Shares

A massive data breach has reportedly compromised the sensitive personal and protected health information (PHI) of up to 4.8 million Kenyan users of the mobile health platform M-TIBA.

A threat actor, identified as “Kazu,” is advertising the stolen database, allegedly a staggering 2.15-terabyte file, on the cybercrime forum darkforums[.]st, raising urgent security alarms across Kenya’s health-tech sector. The breach was first reported  Twitter user @_mailler, who posted screenshots from the forum.

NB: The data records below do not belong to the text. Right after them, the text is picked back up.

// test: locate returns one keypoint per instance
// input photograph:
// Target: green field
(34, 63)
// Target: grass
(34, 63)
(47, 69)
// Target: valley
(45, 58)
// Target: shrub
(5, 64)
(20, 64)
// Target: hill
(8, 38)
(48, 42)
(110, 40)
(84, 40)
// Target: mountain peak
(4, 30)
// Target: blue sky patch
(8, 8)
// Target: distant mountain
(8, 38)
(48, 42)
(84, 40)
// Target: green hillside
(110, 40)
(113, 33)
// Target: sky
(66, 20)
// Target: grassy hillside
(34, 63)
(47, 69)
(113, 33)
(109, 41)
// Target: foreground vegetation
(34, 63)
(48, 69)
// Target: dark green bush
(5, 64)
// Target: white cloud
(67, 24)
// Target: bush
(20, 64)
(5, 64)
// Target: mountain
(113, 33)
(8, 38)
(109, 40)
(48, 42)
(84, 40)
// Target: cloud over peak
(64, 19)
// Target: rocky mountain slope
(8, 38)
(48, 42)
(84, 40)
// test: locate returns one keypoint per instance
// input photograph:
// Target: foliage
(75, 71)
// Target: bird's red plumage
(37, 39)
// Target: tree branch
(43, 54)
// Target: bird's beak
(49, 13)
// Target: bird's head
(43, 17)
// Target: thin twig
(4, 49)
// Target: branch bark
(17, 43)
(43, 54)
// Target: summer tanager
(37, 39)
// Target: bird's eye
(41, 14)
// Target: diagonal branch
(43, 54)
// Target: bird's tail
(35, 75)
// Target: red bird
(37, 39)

If verified, the data leak is one of the most significant breaches of sensitive health information in the region. The compromised data allegedly includes a vast trove of personally identifiable information (PII) and protected health information (PHI), exposing users to severe risks of targeted fraud and identity theft.

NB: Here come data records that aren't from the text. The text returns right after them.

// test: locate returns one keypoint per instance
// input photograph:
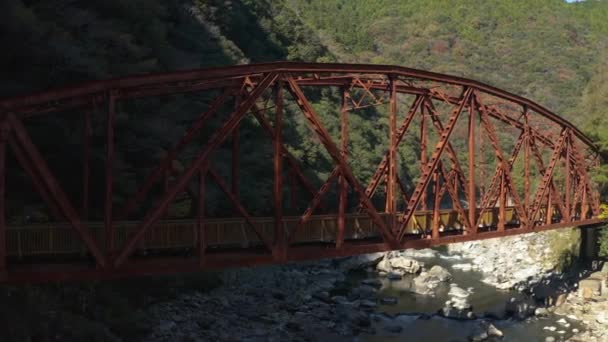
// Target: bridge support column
(234, 179)
(391, 207)
(471, 192)
(109, 229)
(86, 164)
(280, 243)
(423, 156)
(342, 184)
(202, 242)
(589, 249)
(502, 204)
(4, 131)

The compromised records reportedly contain:

  • Personally Identifiable Information (PII): Full names, national ID numbers, phone numbers, and dates of birth for both account holders and their beneficiaries.
  • Protected Health Information (PHI): Highly sensitive patient diagnoses, detailed billing and diagnosis breakdowns, and data related to nearly 700 associated health facilities.

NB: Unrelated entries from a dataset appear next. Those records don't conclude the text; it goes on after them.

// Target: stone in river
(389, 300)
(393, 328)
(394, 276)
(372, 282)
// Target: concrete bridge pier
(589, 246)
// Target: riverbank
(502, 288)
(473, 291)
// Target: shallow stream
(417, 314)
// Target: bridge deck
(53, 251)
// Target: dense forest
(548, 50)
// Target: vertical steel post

The hacker is reportedly offering a 2GB sample file as proof, which alone is claimed to contain data from over 114,000 M-TIBA users.

M-TIBA, developed by CarePay in partnership with Safaricom, serves as a critical health wallet platform, allowing millions of Kenyans to save, send, and receive funds for medical services and manage their insurance schemes.

The breach brings immediate scrutiny to the platform’s security protocols, particularly since M-TIBA announced in August 2025 that it had received the ISO/IEC 27001:2022 certification for its Information Security Management System.

As I write this, neither M-TIBA, its parent company CarePay, nor the Office of the Data Protection Commissioner (ODPC) had issued an official public statement confirming the breach. Under the Kenya Data Protection Act, organizations are required to notify the ODPC of a personal data breach within 72 hours of becoming aware of it.